Clearly, managing a patient care, research and educational driven facility on this scale involves considerable attention to capital expenditure planning. Juan Castro, Director of Financial Forecasting & Analysis, is a member of the finance team responsible for the coordination and planning of the annual $400m CAPEX budget within the context of long range strategic plans.

Typically, three quarters of the yearly expenditure relates to new buildings and renovation with the rest divided between IT investments and equipment such as linear accelerators and MRI scanners. The latter are handled within the existing Hyperion budgeting and planning systems but expenditure on buildings requires a different approach.

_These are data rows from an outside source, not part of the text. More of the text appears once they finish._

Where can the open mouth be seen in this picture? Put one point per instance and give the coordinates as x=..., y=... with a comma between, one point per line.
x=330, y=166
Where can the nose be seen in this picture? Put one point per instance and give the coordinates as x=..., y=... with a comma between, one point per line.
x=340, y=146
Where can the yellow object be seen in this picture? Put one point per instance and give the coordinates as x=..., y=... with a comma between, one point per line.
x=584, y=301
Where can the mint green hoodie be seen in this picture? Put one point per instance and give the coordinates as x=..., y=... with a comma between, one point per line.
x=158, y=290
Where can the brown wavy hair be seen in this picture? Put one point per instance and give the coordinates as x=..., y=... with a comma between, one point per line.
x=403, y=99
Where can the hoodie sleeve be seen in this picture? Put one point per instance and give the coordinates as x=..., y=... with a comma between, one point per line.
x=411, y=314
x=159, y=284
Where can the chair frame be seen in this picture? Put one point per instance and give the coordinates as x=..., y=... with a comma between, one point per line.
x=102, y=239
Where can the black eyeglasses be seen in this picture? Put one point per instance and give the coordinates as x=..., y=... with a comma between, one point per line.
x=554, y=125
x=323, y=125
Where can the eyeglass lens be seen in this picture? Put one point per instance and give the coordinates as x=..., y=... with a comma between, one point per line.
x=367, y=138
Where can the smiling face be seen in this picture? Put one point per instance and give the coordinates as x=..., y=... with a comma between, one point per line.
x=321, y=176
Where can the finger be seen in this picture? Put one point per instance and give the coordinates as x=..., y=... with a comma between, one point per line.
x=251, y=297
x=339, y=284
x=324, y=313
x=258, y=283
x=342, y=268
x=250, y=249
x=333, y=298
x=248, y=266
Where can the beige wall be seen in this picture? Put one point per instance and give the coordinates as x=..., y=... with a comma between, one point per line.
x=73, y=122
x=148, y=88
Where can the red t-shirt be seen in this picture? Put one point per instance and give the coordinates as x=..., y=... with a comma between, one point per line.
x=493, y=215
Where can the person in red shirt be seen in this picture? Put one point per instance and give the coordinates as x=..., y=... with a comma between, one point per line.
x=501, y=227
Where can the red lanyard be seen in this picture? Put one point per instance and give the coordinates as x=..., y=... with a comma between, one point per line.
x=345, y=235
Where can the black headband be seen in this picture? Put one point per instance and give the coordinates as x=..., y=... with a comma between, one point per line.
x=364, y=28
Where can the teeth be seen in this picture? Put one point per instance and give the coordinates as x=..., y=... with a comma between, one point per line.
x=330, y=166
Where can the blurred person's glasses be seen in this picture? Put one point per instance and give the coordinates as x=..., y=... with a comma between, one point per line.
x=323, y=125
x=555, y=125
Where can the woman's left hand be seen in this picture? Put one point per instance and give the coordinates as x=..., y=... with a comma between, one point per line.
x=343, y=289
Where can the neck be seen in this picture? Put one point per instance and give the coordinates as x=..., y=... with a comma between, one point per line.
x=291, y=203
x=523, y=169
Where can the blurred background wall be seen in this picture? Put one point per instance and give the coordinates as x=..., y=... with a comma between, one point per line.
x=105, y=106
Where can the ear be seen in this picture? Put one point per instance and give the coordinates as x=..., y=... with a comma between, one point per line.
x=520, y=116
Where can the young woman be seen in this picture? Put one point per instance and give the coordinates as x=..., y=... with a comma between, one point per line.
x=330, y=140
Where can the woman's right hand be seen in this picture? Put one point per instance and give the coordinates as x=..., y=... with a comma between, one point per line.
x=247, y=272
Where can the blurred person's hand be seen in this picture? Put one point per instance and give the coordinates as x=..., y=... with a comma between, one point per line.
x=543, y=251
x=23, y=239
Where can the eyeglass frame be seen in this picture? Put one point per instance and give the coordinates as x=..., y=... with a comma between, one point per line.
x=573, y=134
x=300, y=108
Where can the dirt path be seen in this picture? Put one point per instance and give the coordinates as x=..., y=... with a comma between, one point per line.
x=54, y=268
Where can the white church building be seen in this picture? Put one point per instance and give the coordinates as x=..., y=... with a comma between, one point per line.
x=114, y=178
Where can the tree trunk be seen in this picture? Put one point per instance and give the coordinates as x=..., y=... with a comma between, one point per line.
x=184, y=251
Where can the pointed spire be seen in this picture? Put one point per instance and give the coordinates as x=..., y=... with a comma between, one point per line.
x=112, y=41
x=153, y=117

"The facilities department uses a specialised project management tool for planning at a detailed level. It is great for traditional budgeting and allows project managers and engineers to build up the costs on an account by account basis, but it does not recognise the cost drivers, nor the revenues associated with the expenditure and so it is difficult to plot a Return on Investment (ROI) or to carry out any sensitivity analysis. So the financial consequences of capital expenditure are not obvious," says Castro.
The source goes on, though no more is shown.